Is there a quick way to retrieve proteins sequences associated with the E.C. number 3.1.1 from any of the protein databases (without database scraping)? How can I do this?
it is a table with EC number and the seq info. I think if you just want to momentarily query one or a few genes you can quickly look them up there.
If I need to incorporate this retrieval in my major functions, I will use biomaRt to get the corresponding Uniprot accessions for the enzymes and match the IDs to a fasta file to get the sequences.

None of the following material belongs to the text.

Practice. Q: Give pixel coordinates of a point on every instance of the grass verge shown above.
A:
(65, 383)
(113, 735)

At the EXPASY website (https://enzyme.expasy.org/) you have direct access to the "Enzyme" database. You can search it by EC number. it contains for each enzyme the official enzyme name, links to other databases such as PROSITE, KREGG, Medline, metacyc etc and direct links to all sequences with that EC number as available in the highly curated SwissProt database.The entire database is downloadable for offline use as well.
To download all sequences in UniProt with E.C number 3.1:
i. Go to UniProtKB website: https://www.uniprot.org/
ii. In the search box, click on Advanced
iii. Use the dialog boxes to select: “Function > Enzyme classification EC”
iv. In term enter 3.1.*
v. Click on search
vi. Edit the tabular results to show EC numbers by clicking on the edit button at the far right side of the table and then selecting EC number under Function.
vii. You can download the results in tabular form as a tsv or Excel file.